COMAIR PILOTS union to submit mediated settlement proposal for vote

Saturday, May 5th 2001, 12:00 am
By: News On 6

CINCINNATI (AP) _ Federal mediators said Friday they have proposed a settlement to regional carrier Comair and its pilots, who have been striking since March 26.

``The parties are considering the settlement offer,'' National Mediation Board spokesman Dan Rainey said.

Representatives striking Comair pilots said late Friday they would submit the proposed contract settlement to union members for a vote but are not endorsing the proposal.

The mediation board's proposal is not the result of a negotiated agreement, said J.C. Lawson, chairman of the Comair pilots' unit of the Air Line Pilots Association.

``As such, this proposal is not endorsed by the pilots' governing body,'' he said.

Comair spokesman Nick Miller would not discuss the status of the contract negotiations, which broke up Thursday after nine straight days.
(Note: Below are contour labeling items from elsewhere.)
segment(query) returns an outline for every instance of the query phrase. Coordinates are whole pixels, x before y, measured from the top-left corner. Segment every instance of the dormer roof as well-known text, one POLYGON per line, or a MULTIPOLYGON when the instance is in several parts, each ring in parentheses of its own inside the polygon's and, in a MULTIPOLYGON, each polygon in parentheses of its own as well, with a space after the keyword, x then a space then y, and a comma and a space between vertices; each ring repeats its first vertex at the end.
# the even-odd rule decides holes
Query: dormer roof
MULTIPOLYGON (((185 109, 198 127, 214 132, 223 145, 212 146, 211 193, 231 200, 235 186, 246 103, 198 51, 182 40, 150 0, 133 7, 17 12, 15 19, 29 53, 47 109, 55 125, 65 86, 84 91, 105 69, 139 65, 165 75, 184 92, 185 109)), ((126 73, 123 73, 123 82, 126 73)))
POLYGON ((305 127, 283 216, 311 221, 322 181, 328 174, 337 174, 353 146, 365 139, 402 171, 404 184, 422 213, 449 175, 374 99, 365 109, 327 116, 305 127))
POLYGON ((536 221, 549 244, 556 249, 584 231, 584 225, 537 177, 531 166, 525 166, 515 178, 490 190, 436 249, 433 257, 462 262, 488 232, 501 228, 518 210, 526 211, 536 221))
Meanwhile, American Airlines said two days of mediated talks with its flight attendants ended without accord. The Association of Professional Flight Attendants, which represents 23,000 American attendants, has asked to be released from mediation without success.

American said in a statement it was disappointed that the talks did not result in a tentative agreement, and that it would ``continue to explore alternatives for narrowing the few remaining open issues until the talks resume.''

No new talks have been scheduled.

The flight attendants have been working without a new contract for more than two years.

At Delta Air Lines, leaders of the pilots union have approved a new contract agreement and will put it to the rank-and-file for a vote beginning May 22. The vote by the 9,800 Delta pilots will last through June 20.

The walkout by Comair's 1,350 pilots is costing owner Delta Air Lines $3 million to $4 million a day in lost revenue. The company won't disclose actual losses.

Leaders with Comair's Air Line Pilots Association were working in Cincinnati on Friday, spokesman Paul Lackie said.

``More information will come out at the end of that meeting,'' which could last several days, Lackie said.

The mediation board has asked Comair and its pilots not to publicly comment on the negotiations.

Since the strike began, Comair has announced layoffs of 2,000 of its 4,000 nonstriking employees, has sold off several of its older aircraft, and has urged other airlines to recruit graduates from its pilot training school in Sanford, Fla.

The pilots and Comair have been negotiating since June 1998. The pilots are seeking higher pay, company-paid retirement, more rest between shifts, and pay for non-flying hours when they are on duty. Comair has said it cannot afford to pay pilots at the same scale as major airlines that fly bigger jets.